Maintaining direct contact with the locals is the lifeblood of a spy seeking to understand a country. Most of what those local sources say is of little or no interest to Washington, but such contact helps orient our intelligence officers, and helps them learn to find their own way to real secrets. After Benghazi, that will be almost impossible to do. And keep in mind, sending out intelligence collectors disguised as students and businessmen is just as risky, and no more palatable to Washington.
The incidents of the past two weeks suggest it may be time to admit that large parts of the Middle East have fallen off the cliff for the U.S., and large parts of it will be beyond the ken of intelligence for the foreseeable future. Something terrible is going on in Syria, but because it’s too risky to put American intelligence officers on the ground there, it’s unclear just how terrible it is and how it could be ended. There’s simply no way for us to tell whether the armed rebellion on the ground is dominated by militant Islamists or by Jeffersonian democrats. Nor can we get a picture of how the men leading the fighting forces on which Assad is most reliant might be turned.

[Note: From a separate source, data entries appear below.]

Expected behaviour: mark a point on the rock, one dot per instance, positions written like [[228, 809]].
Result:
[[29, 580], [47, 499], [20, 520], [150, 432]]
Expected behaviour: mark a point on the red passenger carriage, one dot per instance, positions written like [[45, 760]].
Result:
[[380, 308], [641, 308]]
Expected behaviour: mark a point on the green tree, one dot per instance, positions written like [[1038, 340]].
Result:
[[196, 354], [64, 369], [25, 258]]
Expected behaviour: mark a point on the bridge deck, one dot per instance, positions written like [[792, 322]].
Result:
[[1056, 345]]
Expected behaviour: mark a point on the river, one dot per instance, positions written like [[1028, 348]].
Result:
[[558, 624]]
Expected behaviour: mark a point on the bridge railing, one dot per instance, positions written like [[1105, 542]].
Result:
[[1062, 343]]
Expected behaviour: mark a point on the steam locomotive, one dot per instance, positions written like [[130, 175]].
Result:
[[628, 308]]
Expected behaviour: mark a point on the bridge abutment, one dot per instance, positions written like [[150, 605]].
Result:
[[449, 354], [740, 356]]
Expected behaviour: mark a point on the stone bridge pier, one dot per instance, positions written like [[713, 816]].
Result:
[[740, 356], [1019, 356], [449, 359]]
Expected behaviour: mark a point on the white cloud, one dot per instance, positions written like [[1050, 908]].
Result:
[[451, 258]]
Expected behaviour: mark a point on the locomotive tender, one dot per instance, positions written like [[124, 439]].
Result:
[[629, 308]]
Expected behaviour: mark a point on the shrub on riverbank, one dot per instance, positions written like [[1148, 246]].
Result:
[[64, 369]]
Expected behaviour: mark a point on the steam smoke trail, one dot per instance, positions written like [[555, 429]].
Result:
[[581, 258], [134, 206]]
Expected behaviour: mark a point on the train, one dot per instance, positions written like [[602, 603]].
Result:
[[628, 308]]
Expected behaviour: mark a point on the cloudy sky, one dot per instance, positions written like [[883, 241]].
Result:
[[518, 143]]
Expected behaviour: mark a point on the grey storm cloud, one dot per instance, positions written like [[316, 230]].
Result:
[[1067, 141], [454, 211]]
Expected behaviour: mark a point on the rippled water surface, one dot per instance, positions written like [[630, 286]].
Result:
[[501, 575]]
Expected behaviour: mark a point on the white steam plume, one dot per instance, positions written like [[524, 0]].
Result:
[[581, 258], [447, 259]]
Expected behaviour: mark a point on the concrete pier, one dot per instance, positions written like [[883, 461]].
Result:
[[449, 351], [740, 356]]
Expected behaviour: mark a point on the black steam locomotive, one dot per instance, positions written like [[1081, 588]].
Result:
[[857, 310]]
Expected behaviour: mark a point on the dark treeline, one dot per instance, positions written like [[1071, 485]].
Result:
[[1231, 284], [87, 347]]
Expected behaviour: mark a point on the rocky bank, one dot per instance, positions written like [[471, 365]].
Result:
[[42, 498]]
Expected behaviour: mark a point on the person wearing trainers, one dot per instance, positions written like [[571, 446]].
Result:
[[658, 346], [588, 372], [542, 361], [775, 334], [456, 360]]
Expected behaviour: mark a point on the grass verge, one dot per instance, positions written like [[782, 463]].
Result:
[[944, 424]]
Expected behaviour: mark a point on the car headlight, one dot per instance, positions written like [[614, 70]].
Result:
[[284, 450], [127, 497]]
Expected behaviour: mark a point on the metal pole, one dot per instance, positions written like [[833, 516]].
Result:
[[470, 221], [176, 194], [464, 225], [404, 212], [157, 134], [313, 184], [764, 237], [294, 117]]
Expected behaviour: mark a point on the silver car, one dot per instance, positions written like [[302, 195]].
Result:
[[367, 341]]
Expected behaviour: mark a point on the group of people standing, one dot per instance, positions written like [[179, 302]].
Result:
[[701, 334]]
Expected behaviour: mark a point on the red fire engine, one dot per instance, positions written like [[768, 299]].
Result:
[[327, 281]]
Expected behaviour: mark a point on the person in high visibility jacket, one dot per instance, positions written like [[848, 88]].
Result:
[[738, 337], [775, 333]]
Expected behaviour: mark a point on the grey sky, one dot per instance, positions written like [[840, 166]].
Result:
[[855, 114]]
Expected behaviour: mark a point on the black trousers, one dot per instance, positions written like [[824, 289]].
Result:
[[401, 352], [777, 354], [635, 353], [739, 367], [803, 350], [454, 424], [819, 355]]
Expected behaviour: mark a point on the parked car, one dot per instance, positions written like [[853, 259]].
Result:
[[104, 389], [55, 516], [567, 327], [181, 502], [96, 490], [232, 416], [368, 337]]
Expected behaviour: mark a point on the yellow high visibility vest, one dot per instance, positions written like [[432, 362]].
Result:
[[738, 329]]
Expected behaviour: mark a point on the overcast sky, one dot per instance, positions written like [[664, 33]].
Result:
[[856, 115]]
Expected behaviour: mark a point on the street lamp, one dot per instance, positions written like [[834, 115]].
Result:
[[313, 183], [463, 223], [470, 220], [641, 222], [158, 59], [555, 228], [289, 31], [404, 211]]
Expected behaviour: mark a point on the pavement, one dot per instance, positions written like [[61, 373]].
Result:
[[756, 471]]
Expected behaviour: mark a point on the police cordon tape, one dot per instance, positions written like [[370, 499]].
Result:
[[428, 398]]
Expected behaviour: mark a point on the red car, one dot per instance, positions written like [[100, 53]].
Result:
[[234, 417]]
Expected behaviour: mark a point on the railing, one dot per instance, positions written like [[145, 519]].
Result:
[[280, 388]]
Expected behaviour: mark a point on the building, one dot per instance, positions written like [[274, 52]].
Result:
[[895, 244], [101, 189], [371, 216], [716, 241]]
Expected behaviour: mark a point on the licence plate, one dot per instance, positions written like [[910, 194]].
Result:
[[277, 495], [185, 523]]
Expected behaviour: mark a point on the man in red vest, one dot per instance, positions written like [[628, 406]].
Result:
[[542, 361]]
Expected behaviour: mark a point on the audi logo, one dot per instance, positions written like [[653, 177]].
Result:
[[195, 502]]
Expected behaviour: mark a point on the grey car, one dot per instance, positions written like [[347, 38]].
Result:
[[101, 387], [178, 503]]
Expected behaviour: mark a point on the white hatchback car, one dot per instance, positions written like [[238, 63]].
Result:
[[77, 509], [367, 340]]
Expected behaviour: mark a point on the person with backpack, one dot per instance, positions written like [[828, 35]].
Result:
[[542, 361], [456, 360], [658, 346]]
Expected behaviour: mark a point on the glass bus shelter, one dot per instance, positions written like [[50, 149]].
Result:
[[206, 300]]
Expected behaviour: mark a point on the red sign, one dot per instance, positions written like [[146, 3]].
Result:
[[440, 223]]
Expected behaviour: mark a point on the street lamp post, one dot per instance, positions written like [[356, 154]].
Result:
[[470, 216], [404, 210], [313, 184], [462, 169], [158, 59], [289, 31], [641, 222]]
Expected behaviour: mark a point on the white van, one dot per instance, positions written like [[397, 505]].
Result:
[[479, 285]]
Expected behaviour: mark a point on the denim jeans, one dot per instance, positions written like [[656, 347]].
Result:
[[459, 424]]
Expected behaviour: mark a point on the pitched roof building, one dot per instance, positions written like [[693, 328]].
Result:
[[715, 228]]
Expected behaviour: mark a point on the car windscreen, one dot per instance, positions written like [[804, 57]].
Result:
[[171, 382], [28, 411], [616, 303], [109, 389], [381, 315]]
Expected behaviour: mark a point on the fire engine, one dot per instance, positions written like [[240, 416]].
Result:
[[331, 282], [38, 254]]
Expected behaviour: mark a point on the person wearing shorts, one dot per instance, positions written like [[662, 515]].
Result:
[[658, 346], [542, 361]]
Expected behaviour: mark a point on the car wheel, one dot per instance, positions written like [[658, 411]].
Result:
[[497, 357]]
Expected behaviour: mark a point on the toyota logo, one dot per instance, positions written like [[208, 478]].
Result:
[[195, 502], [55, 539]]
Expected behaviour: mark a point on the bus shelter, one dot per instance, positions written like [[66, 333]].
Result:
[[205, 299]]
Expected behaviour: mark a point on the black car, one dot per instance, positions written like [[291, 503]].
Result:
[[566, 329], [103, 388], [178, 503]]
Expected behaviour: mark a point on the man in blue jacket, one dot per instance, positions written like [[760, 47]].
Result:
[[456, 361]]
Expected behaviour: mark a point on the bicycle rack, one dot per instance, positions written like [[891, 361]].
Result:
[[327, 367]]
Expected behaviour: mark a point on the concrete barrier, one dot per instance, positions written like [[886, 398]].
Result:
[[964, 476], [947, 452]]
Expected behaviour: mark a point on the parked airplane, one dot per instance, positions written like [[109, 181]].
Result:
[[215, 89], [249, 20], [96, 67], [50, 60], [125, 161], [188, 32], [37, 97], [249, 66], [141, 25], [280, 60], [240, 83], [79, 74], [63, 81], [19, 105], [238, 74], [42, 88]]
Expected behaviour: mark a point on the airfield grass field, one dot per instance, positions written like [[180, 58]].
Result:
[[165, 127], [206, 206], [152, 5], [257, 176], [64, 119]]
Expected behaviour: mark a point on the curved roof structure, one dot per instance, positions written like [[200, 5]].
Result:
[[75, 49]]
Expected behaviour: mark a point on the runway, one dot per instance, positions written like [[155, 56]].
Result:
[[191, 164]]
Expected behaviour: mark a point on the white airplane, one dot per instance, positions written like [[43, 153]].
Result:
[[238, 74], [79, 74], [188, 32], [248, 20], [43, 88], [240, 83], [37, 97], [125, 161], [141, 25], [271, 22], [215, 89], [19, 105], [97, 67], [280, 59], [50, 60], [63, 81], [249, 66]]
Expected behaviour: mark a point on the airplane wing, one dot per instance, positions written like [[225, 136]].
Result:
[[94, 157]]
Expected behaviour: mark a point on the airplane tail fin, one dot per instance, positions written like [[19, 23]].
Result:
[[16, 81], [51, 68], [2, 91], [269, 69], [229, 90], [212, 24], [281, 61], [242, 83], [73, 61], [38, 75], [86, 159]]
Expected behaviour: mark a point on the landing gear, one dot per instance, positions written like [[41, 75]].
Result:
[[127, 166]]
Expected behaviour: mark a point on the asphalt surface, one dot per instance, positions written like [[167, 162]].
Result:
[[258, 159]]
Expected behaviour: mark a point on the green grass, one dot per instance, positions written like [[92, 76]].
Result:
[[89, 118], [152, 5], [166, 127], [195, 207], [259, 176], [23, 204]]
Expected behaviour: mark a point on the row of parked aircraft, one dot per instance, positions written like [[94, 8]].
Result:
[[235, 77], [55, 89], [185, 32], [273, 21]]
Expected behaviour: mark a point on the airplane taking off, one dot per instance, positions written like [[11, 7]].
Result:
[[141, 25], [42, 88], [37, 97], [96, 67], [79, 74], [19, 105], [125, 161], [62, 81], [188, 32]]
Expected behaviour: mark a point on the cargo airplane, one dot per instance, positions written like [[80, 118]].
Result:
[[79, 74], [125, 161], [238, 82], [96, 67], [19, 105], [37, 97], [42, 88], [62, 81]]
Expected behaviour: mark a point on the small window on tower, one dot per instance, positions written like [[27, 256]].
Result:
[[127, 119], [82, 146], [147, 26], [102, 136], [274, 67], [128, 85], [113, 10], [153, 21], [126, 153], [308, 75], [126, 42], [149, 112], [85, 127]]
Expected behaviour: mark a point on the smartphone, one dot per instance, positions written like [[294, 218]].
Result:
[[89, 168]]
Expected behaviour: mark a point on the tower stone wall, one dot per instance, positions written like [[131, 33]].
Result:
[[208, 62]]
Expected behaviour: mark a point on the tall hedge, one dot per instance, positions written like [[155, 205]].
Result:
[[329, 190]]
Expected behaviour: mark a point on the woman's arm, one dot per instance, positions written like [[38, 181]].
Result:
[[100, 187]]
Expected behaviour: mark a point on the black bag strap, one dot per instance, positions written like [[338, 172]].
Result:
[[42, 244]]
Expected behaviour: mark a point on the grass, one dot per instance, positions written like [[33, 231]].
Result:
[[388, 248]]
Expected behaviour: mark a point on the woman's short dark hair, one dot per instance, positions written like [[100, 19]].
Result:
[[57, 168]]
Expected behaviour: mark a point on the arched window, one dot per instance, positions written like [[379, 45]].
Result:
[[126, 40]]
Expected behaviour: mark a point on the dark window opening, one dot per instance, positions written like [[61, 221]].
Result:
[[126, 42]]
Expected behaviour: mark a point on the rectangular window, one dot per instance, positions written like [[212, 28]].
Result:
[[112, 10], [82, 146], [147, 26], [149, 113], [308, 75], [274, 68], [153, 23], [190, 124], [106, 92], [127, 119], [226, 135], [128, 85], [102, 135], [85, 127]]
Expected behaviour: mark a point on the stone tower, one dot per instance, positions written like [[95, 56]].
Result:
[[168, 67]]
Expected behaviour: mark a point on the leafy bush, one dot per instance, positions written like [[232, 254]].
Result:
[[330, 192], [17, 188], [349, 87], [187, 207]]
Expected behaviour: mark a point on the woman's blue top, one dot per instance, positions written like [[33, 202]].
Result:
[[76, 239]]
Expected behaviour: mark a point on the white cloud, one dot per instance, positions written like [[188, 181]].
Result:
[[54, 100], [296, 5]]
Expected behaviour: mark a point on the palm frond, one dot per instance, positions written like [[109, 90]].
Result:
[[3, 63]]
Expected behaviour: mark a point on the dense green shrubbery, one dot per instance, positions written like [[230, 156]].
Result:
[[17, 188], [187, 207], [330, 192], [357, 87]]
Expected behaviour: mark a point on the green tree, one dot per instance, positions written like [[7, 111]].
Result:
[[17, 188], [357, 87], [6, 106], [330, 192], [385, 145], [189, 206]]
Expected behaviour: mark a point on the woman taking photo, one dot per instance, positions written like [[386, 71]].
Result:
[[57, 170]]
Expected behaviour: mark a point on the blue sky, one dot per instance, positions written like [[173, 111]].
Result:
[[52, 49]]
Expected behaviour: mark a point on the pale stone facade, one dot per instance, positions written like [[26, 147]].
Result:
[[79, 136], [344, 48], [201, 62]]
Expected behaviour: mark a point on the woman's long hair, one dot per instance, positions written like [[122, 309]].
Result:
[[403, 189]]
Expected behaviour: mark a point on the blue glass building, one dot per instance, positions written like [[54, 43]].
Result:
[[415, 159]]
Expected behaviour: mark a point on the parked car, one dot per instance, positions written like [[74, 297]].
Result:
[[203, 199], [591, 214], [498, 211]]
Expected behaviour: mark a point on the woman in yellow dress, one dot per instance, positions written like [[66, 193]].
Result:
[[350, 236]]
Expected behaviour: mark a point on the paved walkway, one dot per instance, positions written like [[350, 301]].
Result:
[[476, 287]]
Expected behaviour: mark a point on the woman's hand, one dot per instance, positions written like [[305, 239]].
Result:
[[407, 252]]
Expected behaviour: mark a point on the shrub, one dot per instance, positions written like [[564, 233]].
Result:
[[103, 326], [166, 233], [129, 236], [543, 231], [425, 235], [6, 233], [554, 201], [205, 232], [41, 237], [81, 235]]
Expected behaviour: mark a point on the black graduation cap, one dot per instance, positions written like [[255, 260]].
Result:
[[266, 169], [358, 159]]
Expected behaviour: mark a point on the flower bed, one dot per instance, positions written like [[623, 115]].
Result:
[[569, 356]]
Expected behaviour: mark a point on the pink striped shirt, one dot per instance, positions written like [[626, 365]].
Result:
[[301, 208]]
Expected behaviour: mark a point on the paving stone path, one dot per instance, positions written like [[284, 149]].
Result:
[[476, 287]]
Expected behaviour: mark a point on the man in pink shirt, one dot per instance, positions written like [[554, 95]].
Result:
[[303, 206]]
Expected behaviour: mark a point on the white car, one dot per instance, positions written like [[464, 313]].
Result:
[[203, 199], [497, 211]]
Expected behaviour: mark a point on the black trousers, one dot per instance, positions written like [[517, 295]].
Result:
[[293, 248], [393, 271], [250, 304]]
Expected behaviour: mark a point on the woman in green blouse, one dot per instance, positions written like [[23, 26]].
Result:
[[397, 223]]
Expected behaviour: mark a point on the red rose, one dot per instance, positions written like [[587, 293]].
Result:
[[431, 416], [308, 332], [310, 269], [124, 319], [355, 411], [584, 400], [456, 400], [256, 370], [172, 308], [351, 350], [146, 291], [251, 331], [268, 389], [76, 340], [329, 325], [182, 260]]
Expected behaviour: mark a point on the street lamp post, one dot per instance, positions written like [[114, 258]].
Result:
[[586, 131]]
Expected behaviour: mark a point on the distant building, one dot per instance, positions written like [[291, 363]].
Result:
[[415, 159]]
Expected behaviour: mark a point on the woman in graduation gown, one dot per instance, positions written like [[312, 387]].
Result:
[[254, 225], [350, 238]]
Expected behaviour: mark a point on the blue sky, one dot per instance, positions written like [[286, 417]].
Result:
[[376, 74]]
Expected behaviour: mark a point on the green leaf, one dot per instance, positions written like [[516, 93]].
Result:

Nor is that problem unique to Syria: a number of countries in the Middle East, from Lebanon to Yemen, Jordan to Egypt, appear poised to fall into the political abyss. Consider Egypt: Since the Muslim Brotherhood came to power, my sources tell me the army there is being purged of officers considered pro-American. I’ve been told that up to 4,000 officers have been let go, although I have no way to confirm that claim. But it would be surprising if the Muslim Brotherhood were not trying to cut us off from our traditional influence over the Egyptian military, just as the tragedy in Benghazi will likely cut off our access to ordinary Libyans.